Plötzlich schoss der Torwart
Hans-Ulrich Thomale war der Baumeister der legendären Lok-Mannschaft, die damals dafür sorgte, dass ein ganzes Land hinter einem Fußballclub stand und am Ende völlig euphorisch war. Der 1. FC Lok Leipzig hatte das Hinspiel in Bordeaux durch ein Tor von Uwe Bredow mit 1:0 gewonnen. Doch im Rückspiel zwei Wochen später glichen die Franzosen früh aus, als Zlatko Vujovic bereits nach drei Minuten ins Lok-Gehäuse traf. Weitere Tore fielen in einem umkämpften Spiel nicht, auch nicht in der Verlängerung. Obwohl Lok noch eine Riesenmöglichkeit erhielt: Uwe Zötzsche versemmelte aber in der 108. Minute einen Strafstoß. „Ausgerechnet hier verschießt Uwe, der bei Elfmetern sonst immer ein Eisvogel war“, sagt sein ehemaliger Trainer.
Das Elfmeterschießen toppte dann alles bisher Dagewesene im DDR-Fußball. 5:5 stand es, auch weil Zötzsche wieder angetreten war und diesmal traf. Dann scheiterte Zoran Vujovic an Lok-Torwart René Müller. Ronald Kreer sollte der nächste sein, er konnte alles klar machen. Doch der Verteidiger war von Zweifeln geplagt und sah, dass sich plötzlich Müller den Ball schnappte. René Müller, der Torwart. Thomale kann sich an die Szene noch genau erinnern. „Das war nicht abgesprochen, aber ich wusste, René haut den rein.“ Tat er – und wie: Drei Schritte Anlauf. Vollspann ins Dreieck – Lok Leipzig stand im Finale um den Europapokal der Pokalsieger!
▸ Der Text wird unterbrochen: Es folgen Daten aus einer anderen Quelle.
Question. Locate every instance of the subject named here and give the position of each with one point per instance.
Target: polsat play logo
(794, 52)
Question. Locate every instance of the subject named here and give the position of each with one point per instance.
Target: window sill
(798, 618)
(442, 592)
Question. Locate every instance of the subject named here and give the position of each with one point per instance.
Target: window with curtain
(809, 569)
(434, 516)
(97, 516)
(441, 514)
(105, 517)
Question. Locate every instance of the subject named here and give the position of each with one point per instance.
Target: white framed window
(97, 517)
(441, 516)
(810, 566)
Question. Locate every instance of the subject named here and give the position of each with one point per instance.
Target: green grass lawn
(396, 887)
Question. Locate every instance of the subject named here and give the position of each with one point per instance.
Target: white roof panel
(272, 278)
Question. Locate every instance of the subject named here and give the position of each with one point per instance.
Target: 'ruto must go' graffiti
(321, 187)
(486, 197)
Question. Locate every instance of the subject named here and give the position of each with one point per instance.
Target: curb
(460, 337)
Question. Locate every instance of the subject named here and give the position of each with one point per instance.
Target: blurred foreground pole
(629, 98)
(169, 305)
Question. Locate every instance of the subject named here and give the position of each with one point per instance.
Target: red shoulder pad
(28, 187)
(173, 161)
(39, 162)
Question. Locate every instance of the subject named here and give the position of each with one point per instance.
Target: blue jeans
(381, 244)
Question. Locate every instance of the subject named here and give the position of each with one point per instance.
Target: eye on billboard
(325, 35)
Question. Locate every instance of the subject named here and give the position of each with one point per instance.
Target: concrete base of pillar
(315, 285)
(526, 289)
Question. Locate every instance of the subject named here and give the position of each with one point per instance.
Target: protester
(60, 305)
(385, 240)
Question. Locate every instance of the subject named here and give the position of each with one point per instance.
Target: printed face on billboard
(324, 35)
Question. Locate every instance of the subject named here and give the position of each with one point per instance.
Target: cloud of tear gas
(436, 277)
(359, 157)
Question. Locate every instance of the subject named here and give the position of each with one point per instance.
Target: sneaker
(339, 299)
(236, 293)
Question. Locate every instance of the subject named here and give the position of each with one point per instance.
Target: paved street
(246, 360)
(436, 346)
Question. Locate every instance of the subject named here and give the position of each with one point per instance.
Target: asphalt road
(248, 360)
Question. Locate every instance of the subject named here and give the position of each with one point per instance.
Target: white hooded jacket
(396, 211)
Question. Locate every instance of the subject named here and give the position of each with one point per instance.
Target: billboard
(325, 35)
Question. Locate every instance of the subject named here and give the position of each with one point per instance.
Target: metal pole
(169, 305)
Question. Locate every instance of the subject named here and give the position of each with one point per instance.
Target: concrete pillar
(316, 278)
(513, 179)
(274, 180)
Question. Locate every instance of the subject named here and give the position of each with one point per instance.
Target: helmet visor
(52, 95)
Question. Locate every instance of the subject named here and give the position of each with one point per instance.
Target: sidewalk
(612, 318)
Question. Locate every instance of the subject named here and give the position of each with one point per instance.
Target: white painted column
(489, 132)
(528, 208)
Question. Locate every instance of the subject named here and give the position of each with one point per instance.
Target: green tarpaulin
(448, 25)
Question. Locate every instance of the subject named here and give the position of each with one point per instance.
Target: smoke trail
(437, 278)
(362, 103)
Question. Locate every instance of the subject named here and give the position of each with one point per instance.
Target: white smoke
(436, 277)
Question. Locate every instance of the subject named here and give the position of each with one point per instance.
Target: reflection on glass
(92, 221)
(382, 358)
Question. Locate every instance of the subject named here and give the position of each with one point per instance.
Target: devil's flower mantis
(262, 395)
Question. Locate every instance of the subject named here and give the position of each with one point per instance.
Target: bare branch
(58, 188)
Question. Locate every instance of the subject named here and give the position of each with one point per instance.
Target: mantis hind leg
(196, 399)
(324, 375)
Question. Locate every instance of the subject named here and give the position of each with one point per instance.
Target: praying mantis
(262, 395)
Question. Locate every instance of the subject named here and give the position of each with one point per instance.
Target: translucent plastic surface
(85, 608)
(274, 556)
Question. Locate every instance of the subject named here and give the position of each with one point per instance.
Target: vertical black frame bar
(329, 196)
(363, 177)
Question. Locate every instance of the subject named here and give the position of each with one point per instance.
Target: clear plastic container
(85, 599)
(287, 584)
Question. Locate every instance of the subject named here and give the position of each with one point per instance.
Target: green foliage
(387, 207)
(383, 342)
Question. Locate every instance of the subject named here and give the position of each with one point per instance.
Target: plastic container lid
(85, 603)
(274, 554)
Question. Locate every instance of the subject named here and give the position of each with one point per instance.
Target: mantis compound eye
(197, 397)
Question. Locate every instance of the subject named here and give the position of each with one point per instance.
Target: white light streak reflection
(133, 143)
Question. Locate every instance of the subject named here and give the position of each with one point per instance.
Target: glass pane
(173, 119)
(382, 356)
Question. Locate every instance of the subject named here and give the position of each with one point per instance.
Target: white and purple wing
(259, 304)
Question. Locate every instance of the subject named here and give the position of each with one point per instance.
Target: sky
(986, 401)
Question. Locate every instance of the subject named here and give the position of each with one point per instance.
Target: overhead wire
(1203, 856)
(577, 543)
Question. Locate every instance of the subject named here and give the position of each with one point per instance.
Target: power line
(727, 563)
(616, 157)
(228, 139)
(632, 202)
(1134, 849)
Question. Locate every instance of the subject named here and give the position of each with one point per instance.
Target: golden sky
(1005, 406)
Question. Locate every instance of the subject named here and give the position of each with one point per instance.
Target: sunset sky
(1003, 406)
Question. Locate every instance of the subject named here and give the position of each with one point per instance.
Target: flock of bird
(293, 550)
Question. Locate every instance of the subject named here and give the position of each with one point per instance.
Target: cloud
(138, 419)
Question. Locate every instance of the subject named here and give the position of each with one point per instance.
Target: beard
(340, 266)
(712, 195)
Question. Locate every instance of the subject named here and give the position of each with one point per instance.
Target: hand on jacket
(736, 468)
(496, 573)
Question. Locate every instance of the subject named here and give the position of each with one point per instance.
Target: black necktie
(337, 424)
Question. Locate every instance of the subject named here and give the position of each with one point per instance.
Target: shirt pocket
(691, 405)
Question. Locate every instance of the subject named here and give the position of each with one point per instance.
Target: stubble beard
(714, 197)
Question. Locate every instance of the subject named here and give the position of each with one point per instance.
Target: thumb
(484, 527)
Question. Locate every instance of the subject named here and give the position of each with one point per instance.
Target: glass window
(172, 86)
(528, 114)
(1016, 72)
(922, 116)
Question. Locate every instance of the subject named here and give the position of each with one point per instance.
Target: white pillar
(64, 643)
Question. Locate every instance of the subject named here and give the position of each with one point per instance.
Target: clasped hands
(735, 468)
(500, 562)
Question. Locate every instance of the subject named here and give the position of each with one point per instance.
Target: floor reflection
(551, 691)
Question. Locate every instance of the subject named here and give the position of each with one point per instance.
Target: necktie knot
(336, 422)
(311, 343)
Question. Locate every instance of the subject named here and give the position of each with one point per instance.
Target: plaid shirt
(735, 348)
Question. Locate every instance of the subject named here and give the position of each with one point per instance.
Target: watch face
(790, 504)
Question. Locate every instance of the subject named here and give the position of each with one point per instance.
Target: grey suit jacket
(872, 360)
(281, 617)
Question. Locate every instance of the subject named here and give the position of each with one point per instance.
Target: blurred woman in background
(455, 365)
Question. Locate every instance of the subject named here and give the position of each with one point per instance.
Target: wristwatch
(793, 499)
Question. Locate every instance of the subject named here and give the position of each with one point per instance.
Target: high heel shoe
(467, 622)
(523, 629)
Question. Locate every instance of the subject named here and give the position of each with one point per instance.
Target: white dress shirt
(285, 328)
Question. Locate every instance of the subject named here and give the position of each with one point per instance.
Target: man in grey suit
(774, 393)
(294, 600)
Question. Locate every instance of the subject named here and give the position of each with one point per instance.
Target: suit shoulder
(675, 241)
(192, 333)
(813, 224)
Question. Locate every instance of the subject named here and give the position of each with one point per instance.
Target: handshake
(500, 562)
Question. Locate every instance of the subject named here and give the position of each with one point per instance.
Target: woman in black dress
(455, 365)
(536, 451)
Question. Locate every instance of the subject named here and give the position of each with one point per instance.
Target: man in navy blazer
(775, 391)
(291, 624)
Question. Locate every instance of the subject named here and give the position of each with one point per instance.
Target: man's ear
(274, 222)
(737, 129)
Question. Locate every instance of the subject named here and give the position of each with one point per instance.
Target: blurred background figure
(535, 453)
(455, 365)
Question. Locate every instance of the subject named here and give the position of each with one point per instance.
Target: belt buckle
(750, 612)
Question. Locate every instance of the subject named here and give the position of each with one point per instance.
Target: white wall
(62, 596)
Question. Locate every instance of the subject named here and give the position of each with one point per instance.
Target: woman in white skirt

Mindestens 100.000 Fans dabei
Was sich danach abspielte, hatte es im DDR-Fußball, in dem Fans und Spieler immer ein wenig fremdelten, so noch nicht gegeben. Das Stadion war ein Tollhaus. Es gibt Leute, die sagen heute, es sei das emotionalste Fußballspiel der DDR-Geschichte gewesen. „Wir waren damals wie in Trance. Als wir vor dem Anpfiff im Stadiontunnel standen und schon ins Stadion blicken konnten, hast du nur eine schwarze Wand von Zuschauern gesehen“, erzählt Ulli Thomale 35 Jahre später. „Diese ganze Atmosphäre, diese Zuschauer, ich hatte nie das Gefühl, dass wir dieses Spiel verlieren könnten.“
Mit offiziell 73.000 Zuschauern war das Zentralstadion restlos ausverkauft. In der riesigen Betonschüssel drängten sich an diesem Abend aber mindestens 100.000 Fans. „Es gibt viele, die meinen, es waren sogar 120.000“, sagt Thomale. Als die Karten an den Kassenhäuschen ausgegangen waren, aber immer noch Tausende Fußballfans ins Stadion wollten, sollen Ordner sie gegen ein Handgeld von zehn Mark einfach durchgewunken haben. „Die Stimmung war unbeschreiblich, das hatte ich so noch nie erlebt“, blickt der Trainer zurück.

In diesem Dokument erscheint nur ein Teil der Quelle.